Beneath the sands of a harbor used for 5,000 years by conquerors and traders, archaeologists are hunting for two giant cannons that were the pride of Napoleon's army.
The team led by Kurt Raveh already has found more than a dozen smaller cannons. They also found muskets, gunpowder and bullet molds used by French soldiers in a failed 1799 invasion.But the real prize will be two siege guns, decorated with scenes of the French army's battles and so heavy they had to be pulled by 22 horses each.
Napoleon abandoned the guns because he needed the horses to move his soldiers, who were sick, wounded and starving.
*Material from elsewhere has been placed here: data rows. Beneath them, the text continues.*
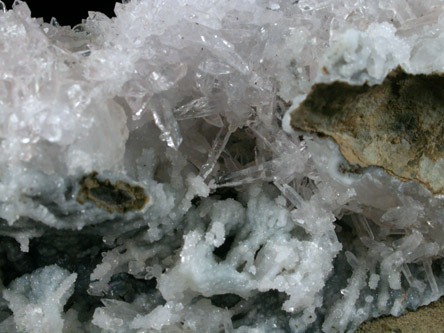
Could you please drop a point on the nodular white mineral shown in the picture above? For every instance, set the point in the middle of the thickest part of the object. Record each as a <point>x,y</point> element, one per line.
<point>150,179</point>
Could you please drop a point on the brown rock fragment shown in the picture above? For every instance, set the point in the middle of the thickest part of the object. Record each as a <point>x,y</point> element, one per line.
<point>397,125</point>
<point>120,197</point>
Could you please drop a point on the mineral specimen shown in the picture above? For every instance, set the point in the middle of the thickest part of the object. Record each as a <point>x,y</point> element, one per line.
<point>154,175</point>
<point>397,125</point>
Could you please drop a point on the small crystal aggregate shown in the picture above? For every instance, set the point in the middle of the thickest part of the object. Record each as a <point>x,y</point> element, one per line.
<point>151,179</point>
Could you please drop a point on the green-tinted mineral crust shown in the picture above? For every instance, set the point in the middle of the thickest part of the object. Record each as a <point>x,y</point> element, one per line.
<point>120,197</point>
<point>397,125</point>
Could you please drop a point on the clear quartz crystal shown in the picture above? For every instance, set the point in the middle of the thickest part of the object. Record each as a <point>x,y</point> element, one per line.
<point>245,220</point>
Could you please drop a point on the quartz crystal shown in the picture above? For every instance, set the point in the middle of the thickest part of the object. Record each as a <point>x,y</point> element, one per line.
<point>176,168</point>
"The soldiers seemed to forget their own suffering at the loss of these bronze guns, which had enabled them so often to triumph and which had made Europe tremble," wrote his aide, Louis Antoine Fauvelet de Bourrienne.
Raveh is using a map drawn by Napoleon's cartographer and diaries and letters by his troops to discover the link between Dor, 15 miles south of the modern port of Haifa, and the French campaign against the Ottoman Empire.
He believes the deceptively placid waters of Dor harbor also will prove to be a treasure trove of shipwrecks up to 2,500 years old, protected by sand bars that form a barrier against turbulent currents.
"Every time there is a storm, the sand moves and we find a new discovery," he said.
Already the Dor harbor has yielded more than 2,000 oil lamps, missiles for catapults, primitive Crusader hand grenades, silver plates and candlesticks, 200 pounds of jewelry and more than a ton of coins.